Halothane/Anaesthetic Gas: An overdose of anaesthetic gas is often applauded as a pain free method. It allows the animal to gently drift off to sleep before the breathing stops and the heart stops beating. Vets have the means to perform this type of anaesthesia very easily and should happily use this method by request (as opposed to an injection to the heart or other method). Make sure that you request this method specially, as many vets will first opt for the injection to the heart.
Injection to the Heart: This is the method that many vets use. However, it is not painless – quite the opposite, even though vets will not often make people aware that there are other options available to them. An injection into the heart is quite difficult to do properly in a small animal such as a mouse. The danger is that the person injecting the animal will miss and inject another organ and cause pain; it can also be the case that the injection will go into a lung and the mouse will drown. Even when a vet is experienced enough to perform the injection properly it will not be a nice experience for your pet. Sometimes a mouse can even need a second injection when the first does not take effect, prolonging the suffering.
Breaking the Neck: This is also known as cervical dislocation.

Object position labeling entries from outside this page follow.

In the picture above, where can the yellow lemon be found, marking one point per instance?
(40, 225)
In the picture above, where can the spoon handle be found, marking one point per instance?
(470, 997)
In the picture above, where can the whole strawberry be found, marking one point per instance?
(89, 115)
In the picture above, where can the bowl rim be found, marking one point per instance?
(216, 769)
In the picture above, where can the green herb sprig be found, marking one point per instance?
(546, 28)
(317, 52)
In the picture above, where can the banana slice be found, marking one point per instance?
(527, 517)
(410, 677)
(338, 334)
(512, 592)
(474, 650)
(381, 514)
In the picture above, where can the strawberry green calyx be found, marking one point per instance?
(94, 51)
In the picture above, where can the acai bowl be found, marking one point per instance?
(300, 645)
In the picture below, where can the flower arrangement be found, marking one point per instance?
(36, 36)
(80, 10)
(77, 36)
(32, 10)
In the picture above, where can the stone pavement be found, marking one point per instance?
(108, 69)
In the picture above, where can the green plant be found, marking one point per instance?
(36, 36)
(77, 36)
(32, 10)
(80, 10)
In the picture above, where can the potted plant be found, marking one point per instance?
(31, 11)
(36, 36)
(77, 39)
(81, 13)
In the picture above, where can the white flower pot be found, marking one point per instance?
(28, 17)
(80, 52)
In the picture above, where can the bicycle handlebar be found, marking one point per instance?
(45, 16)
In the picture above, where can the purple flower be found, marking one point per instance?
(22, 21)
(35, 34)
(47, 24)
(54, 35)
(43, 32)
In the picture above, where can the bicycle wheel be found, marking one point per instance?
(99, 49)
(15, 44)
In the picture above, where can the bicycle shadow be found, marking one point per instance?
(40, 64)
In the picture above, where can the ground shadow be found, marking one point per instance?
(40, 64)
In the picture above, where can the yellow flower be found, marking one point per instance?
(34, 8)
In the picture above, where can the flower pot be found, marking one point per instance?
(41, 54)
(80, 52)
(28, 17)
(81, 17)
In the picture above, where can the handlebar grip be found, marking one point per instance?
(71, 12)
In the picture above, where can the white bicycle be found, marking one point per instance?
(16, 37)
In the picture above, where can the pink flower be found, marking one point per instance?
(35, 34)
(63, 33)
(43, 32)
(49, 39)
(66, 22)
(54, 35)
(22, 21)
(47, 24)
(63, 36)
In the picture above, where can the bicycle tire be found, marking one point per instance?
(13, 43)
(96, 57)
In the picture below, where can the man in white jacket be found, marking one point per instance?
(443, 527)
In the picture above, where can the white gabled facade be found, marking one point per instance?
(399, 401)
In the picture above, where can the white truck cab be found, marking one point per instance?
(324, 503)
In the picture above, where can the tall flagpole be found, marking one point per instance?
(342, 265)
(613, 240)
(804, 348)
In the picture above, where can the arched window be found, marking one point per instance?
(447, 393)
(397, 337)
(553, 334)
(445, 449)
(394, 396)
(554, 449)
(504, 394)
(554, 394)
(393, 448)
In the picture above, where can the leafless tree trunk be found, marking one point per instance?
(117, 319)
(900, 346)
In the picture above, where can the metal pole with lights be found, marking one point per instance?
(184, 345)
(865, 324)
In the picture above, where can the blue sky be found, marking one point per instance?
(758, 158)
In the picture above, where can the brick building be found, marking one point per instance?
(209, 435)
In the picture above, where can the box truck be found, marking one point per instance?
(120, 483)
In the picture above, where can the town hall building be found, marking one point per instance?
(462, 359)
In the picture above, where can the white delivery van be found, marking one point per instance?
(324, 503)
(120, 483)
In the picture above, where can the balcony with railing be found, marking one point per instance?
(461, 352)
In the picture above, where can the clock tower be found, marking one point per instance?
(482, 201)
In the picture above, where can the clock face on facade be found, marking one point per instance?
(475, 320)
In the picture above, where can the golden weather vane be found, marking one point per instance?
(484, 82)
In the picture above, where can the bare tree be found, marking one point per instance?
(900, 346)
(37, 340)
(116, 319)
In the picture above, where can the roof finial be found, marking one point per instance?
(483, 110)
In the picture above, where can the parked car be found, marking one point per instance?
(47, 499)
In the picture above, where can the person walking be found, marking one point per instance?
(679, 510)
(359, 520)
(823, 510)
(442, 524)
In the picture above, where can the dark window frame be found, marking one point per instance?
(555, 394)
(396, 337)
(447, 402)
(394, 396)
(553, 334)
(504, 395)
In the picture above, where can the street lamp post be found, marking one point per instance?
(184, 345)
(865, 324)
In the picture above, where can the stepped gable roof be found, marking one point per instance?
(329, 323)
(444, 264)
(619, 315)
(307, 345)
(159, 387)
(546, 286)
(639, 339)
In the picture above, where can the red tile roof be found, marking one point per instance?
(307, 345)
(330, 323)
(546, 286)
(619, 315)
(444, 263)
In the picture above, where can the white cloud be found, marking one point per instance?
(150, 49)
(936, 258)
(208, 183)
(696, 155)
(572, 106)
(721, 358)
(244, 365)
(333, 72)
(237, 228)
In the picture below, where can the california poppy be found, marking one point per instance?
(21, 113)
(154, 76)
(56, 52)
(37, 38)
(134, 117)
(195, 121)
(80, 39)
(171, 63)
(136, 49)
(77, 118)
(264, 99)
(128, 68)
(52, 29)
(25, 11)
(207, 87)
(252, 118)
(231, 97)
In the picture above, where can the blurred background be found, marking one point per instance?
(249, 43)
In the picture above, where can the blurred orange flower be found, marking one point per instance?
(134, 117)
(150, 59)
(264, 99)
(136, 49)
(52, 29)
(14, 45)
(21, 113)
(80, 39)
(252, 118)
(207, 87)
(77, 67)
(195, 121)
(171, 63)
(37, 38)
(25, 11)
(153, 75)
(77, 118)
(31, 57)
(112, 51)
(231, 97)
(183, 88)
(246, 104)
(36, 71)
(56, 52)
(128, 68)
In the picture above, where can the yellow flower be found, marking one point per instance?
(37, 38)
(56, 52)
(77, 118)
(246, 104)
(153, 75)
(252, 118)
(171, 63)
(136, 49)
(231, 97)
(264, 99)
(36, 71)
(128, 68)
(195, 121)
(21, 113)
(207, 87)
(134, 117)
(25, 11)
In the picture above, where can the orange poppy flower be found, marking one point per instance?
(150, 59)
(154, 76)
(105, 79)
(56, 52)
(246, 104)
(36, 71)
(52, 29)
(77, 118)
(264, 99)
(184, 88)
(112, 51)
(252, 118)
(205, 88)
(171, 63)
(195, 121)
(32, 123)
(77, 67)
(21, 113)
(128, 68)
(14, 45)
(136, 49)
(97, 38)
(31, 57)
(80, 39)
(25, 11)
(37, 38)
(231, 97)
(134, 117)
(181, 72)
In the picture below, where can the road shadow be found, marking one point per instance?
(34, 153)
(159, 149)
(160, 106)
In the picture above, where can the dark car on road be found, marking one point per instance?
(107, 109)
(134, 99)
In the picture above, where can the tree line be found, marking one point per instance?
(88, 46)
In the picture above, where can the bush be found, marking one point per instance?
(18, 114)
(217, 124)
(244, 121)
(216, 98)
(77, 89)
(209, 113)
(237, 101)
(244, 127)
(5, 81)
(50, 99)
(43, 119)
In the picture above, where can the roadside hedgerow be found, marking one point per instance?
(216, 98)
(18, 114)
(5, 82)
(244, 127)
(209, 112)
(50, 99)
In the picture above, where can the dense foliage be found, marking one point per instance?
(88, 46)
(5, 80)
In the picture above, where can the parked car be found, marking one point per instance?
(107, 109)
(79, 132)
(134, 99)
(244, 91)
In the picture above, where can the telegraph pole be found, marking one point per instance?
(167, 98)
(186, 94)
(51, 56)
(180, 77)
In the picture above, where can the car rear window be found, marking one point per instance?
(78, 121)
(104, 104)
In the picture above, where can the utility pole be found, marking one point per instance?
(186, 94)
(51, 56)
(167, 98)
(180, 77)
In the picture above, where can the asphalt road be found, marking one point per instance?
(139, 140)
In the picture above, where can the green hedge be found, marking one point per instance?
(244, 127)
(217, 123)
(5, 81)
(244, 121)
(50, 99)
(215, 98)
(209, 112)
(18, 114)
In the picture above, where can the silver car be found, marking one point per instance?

Unfortunately this is another way that some breeders choose to cull ‘unwanted’ mice. I think this method, although quick, is inhumane. For a start, it would be easy to do it wrong even if you were experienced and cause the mouse a lot of pain and suffering. Secondly, the violent nature is something that most people would shy away from, preferring to let their mouse ‘go to sleep’ and just not wake up.
Freezing: As far as I’m aware this is only used to cull pinkies (very young mice with no fur). Some people who have had near-death experiences by hypothermia will testify to the fact that it is very painful to suffer this way until you become numb or unconscious, while others disagree. I would hope that nobody would even consider this as an option for an adult mouse. It may be an option for pinkies who will lose body heat very quickly, as CO2 and other gases do not work very well on mice under 2 weeks old.